Overview

This chapter presents hash tables, one of the most practical and widely used data structures for implementing dictionaries (supporting INSERT, SEARCH, and DELETE). While worst-case search time can degrade to Θ(n), hash tables deliver O(1) average-case performance under reasonable assumptions. The chapter progresses from direct-address tables through chaining and open addressing, covers the design of hash functions (division, multiplication, and universal hashing), and concludes with perfect hashing for static key sets.

Key Concepts

• Direct-address tables: When the universe of keys U = {0, 1, ..., m−1} is small, store elements directly in an array T[0..m−1] indexed by key.
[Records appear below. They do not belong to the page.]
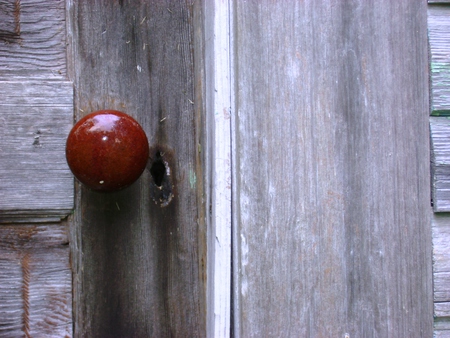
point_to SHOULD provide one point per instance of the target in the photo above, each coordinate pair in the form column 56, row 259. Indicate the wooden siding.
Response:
column 439, row 41
column 35, row 281
column 440, row 163
column 140, row 268
column 35, row 181
column 331, row 182
column 38, row 49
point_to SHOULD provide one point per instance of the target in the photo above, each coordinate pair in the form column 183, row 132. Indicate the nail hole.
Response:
column 158, row 170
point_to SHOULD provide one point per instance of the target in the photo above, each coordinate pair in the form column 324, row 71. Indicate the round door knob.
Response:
column 107, row 150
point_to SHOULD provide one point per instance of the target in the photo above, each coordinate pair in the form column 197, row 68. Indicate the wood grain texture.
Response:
column 441, row 264
column 39, row 51
column 218, row 149
column 35, row 181
column 332, row 176
column 140, row 269
column 35, row 281
column 9, row 18
column 439, row 41
column 440, row 163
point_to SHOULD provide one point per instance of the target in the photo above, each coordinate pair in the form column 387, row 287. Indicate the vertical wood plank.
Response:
column 218, row 147
column 332, row 170
column 140, row 267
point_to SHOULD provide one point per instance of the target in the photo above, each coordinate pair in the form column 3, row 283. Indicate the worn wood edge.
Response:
column 75, row 236
column 439, row 132
column 438, row 36
column 33, row 216
column 218, row 108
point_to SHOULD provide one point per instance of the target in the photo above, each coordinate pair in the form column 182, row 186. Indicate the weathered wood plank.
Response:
column 331, row 186
column 439, row 40
column 40, row 48
column 441, row 328
column 441, row 264
column 9, row 18
column 35, row 119
column 218, row 97
column 140, row 269
column 35, row 281
column 440, row 163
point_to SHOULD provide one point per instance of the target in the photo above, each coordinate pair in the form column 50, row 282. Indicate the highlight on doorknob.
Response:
column 107, row 150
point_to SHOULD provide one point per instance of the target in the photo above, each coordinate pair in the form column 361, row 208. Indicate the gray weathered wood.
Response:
column 140, row 269
column 9, row 18
column 440, row 163
column 439, row 40
column 40, row 48
column 35, row 281
column 441, row 264
column 35, row 181
column 331, row 183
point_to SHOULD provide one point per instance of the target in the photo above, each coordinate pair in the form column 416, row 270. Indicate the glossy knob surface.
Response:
column 107, row 150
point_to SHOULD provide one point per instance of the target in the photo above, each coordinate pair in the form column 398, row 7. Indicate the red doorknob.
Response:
column 107, row 150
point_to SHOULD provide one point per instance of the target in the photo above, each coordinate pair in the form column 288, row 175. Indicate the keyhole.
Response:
column 158, row 170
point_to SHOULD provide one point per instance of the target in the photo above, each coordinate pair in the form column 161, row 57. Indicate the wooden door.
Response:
column 36, row 186
column 140, row 263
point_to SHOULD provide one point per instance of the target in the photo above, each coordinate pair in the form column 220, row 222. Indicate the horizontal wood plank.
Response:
column 441, row 328
column 9, row 18
column 331, row 198
column 40, row 49
column 439, row 40
column 440, row 162
column 35, row 281
column 35, row 119
column 441, row 264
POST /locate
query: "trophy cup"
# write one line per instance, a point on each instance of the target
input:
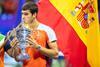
(21, 34)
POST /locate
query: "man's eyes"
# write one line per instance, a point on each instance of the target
(24, 13)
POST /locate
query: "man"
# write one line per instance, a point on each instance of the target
(41, 37)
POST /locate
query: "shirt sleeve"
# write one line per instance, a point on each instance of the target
(51, 34)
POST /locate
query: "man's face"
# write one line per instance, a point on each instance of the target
(27, 17)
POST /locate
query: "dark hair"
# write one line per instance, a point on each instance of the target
(30, 6)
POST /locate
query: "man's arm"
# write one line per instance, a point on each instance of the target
(51, 52)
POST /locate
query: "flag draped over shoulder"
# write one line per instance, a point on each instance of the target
(73, 26)
(1, 51)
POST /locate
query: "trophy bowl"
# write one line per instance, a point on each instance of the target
(21, 34)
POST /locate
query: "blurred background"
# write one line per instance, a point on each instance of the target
(10, 16)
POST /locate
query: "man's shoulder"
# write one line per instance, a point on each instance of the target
(44, 27)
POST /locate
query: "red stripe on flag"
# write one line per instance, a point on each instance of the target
(69, 42)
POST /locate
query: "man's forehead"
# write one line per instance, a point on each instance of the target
(25, 11)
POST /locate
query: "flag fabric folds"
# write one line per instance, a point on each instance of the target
(76, 25)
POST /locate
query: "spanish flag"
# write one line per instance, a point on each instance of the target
(1, 51)
(76, 25)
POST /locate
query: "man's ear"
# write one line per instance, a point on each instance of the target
(34, 15)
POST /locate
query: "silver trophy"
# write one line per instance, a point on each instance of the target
(21, 34)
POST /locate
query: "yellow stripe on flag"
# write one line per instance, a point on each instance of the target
(65, 10)
(90, 36)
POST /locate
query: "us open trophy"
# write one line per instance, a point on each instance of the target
(21, 34)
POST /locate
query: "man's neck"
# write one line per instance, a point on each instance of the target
(33, 25)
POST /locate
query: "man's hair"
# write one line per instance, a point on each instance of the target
(30, 6)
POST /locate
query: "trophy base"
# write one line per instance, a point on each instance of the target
(23, 56)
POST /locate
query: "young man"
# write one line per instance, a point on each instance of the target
(41, 37)
(2, 37)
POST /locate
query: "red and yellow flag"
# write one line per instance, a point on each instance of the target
(76, 25)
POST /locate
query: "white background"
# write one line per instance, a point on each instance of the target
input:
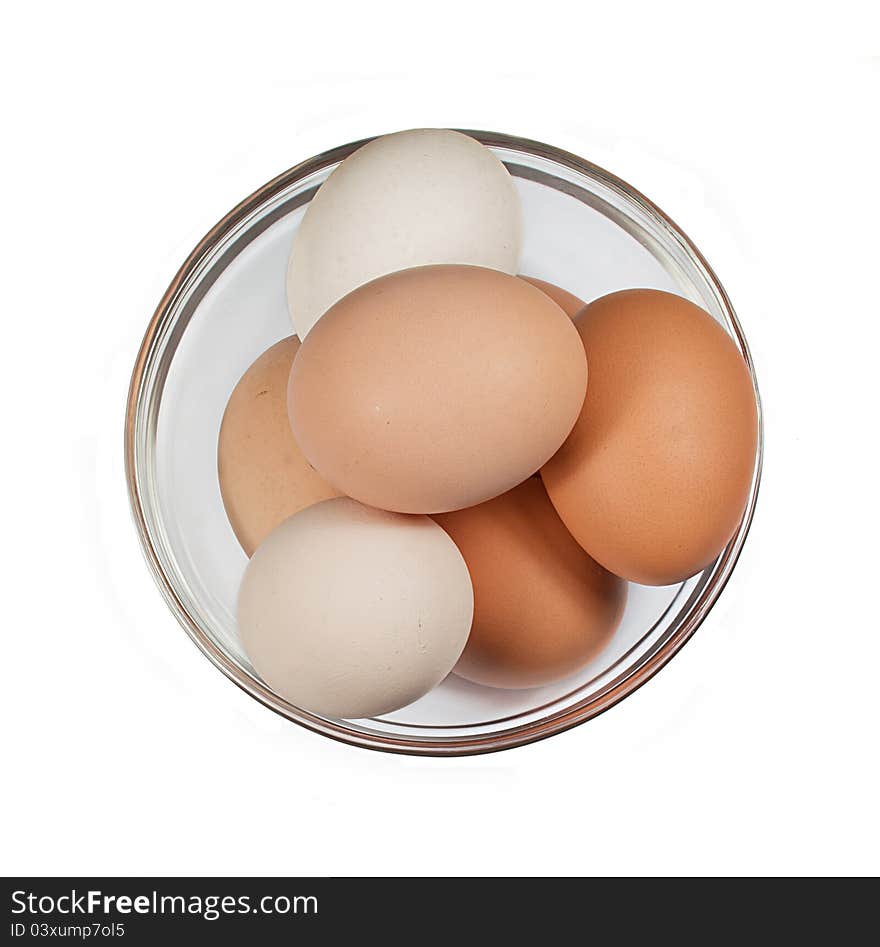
(130, 129)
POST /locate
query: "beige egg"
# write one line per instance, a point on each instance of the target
(427, 195)
(264, 477)
(436, 388)
(568, 302)
(349, 611)
(655, 476)
(542, 607)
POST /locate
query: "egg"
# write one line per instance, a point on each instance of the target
(542, 607)
(348, 611)
(409, 199)
(655, 476)
(263, 475)
(436, 388)
(568, 302)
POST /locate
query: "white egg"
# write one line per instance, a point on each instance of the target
(409, 199)
(349, 611)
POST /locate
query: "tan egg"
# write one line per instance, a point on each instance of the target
(542, 607)
(655, 476)
(264, 477)
(568, 302)
(436, 388)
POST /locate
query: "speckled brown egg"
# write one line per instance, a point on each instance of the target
(654, 478)
(542, 607)
(264, 477)
(567, 302)
(436, 388)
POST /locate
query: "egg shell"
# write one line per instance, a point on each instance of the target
(567, 302)
(436, 388)
(263, 475)
(542, 607)
(348, 611)
(655, 476)
(409, 199)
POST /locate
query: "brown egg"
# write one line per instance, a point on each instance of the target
(566, 301)
(655, 476)
(542, 607)
(437, 387)
(264, 477)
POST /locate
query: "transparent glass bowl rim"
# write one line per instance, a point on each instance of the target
(136, 430)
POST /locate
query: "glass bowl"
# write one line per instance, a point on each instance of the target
(586, 231)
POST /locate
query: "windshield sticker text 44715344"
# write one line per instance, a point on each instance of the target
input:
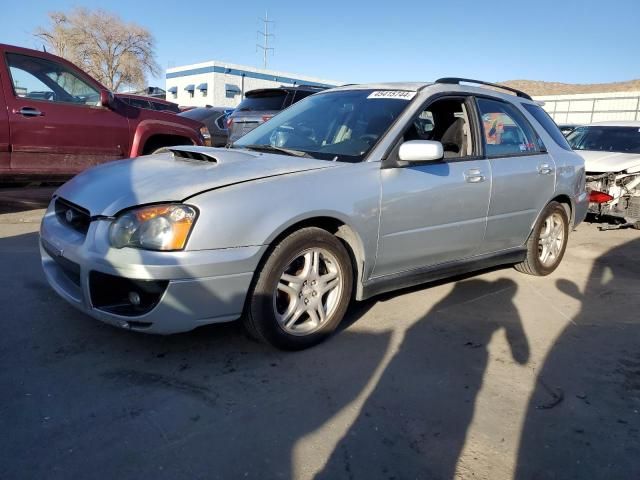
(397, 94)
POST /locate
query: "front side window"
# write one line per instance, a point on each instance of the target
(606, 139)
(506, 131)
(339, 125)
(41, 79)
(445, 121)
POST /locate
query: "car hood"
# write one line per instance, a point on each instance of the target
(175, 176)
(601, 162)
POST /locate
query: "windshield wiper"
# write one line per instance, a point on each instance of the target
(271, 148)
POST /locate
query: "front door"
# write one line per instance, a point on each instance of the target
(57, 123)
(436, 212)
(523, 174)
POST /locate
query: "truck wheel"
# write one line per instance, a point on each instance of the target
(547, 242)
(301, 292)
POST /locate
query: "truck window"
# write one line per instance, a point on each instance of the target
(41, 79)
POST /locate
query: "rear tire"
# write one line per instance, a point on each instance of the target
(301, 292)
(547, 243)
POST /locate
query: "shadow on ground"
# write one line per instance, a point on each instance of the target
(594, 368)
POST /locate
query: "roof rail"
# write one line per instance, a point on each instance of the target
(306, 85)
(457, 81)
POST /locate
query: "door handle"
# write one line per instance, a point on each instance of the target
(474, 175)
(28, 112)
(544, 169)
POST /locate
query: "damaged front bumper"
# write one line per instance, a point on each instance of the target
(623, 190)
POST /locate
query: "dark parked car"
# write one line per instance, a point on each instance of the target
(215, 119)
(55, 120)
(260, 105)
(148, 102)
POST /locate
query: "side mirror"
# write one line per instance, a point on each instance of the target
(106, 98)
(418, 151)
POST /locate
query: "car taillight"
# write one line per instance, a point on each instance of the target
(599, 197)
All dictionary operations run in O(1) worst-case time. Impractical when |U| is large.
• Hash tables: Map keys from a large universe U into a table of size m using a hash function h: U → {0, 1, ..., m−1}. The table size m is typically proportional to the number of keys actually stored, not the universe size. Element with key k is stored at slot h(k).
• Collisions: When two distinct keys k₁ ≠ k₂ satisfy h(k₁) = h(k₂). Collisions are unavoidable when |U| > m (pigeonhole principle).
• Load factor: α = n/m, where n is the number of stored elements and m is the table size. A critical parameter governing performance.
• Simple uniform hashing assumption: Each key is equally likely to hash to any of the m slots, independently of other keys.
• Chaining: Each slot T[j] holds a linked list of all elements that hash to slot j. Supports all dictionary operations.
• Open addressing: All elements reside within the hash table array itself (no external lists). The hash function produces a probe sequence ⟨h(k,0), h(k,1), ..., h(k,m−1)⟩ that is a permutation of ⟨0, 1, ..., m−1⟩. Load factor α ≤ 1.
• Universal hashing: A family H of hash functions such that for any two distinct keys k, l, at most |H|/m functions in H cause k and l to collide. Choosing h randomly from H defeats adversarial key distributions.
• Perfect hashing: A two-level hashing scheme for static key sets that guarantees O(1) worst-case search time using O(n) total space.

Algorithms and Techniques

Chaining

• CHAINED-HASH-INSERT(T, x): Insert x at the head of list T[h(x.key)]. Runs in O(1).
• CHAINED-HASH-SEARCH(T, k): Search for key k in list T[h(k)]. Worst case O(n) but Θ(1 + α) on average.
• CHAINED-HASH-DELETE(T, x): Delete element x from its list. O(1) with doubly linked lists (given a pointer to x).

Open Addressing

• HASH-INSERT(T, k): Probe slots in order h(k,0), h(k,1), ... until an empty slot is found; store k there. Signals overflow if table is full.
• HASH-SEARCH(T, k): Probe the same sequence used for insertion. Returns the slot index if k is found, or NIL if an empty slot is encountered.